Objectives and Approach
We propose a technique to optimize the bloom filter parameters and examine if the optimal parameters increase the performance of the linkage in terms of precision, recall, and f-measure. Let us consider a set of string values and calculate the similarity between any two of them using the Jaro-Winkler method. Now let us encrypt the string values using bloom filters and calculate the similarity between any two of them using the dice coefficient technique. Optimal parameters of bloom filters are those that minimize the difference between the calculated similarities using Jaro-Winkler vs. the calculated similarities using the dice coefficient technique.
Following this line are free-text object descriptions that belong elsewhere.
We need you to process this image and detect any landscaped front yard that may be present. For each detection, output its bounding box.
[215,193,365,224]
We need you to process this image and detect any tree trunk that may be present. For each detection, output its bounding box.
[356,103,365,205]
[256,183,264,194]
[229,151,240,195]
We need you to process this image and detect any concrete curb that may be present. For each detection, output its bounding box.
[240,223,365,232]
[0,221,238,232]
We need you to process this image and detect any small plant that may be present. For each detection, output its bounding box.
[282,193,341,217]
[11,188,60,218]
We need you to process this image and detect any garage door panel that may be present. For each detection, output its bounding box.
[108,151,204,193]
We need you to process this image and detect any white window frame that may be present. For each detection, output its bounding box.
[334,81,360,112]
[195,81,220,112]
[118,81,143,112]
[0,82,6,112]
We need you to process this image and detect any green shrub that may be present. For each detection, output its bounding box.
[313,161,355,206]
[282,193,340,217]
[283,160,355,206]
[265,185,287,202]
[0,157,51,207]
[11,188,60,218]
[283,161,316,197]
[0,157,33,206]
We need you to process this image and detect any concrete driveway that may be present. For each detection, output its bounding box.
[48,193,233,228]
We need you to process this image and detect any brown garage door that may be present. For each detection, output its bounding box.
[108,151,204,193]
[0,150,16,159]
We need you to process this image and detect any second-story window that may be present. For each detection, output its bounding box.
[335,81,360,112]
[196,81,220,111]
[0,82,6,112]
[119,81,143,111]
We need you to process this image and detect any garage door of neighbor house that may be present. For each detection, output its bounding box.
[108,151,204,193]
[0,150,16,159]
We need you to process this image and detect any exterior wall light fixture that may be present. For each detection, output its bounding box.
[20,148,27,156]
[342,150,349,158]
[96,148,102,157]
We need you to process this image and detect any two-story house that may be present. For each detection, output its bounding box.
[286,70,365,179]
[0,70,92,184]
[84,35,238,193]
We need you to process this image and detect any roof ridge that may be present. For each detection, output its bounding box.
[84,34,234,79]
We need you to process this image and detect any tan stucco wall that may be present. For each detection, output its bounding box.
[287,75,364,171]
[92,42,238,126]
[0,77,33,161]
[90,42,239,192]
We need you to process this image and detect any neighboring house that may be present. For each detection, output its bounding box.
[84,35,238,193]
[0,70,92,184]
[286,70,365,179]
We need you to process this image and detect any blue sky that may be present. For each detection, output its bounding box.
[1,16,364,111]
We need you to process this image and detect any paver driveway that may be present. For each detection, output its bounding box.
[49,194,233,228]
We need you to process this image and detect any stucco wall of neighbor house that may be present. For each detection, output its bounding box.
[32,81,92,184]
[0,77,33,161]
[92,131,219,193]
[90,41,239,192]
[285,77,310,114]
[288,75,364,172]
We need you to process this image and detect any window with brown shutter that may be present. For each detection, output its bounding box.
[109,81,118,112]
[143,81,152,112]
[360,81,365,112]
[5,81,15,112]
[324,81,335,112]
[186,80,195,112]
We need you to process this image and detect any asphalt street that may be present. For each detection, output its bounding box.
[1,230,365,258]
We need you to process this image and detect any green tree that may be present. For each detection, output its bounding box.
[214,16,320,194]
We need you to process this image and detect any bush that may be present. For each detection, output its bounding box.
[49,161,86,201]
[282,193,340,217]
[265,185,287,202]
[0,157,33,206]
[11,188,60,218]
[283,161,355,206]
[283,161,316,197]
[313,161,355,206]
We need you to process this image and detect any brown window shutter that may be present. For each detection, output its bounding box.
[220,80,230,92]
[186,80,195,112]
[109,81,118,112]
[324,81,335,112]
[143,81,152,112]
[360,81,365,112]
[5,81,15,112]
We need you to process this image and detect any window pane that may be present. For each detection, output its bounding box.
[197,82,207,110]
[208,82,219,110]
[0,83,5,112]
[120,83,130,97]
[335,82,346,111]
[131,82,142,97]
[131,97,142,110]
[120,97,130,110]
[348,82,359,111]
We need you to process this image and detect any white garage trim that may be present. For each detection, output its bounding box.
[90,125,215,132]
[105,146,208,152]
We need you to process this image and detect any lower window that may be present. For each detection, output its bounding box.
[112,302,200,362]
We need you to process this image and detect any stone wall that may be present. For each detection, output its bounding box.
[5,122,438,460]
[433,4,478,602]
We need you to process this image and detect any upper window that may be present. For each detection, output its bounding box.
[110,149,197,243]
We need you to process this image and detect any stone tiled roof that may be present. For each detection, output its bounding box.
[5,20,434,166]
Using publically available data, several first name and last name datasets each comprising 1000 unique values were generated. The following values for bloom filter parameters were considered: q in q-grams (q=1,2,3), bit array length (l=50,100,200,500,1000), number of hash functions (k=5,10,20,50). The following five setups of bloom filters were able to minimize the difference between the calculated similarities on encrypted data using the dice coefficient technique, and the calculated similarities on unencrypted data using the Jaro-Winkler method: q=1,l=1000,k=50/q=1,l=500,k=20/ q=2,l=1000,k=50/ q=3,l=500,k=50. These setups were considered to perform data linkage over 10 synthetically-generated datasets. Results show that PPRL was able to achieve similar performance compared to data linkage over unencrypted data.
This study showed that optimal parameters of bloom filters minimized loss of information resulting from data encryption. Experimental findings indicated that PPRL using optimal parameters of bloom filters achieves almost the same performance as data linkage on unencrypted data in terms of precision, recall, and f-measure.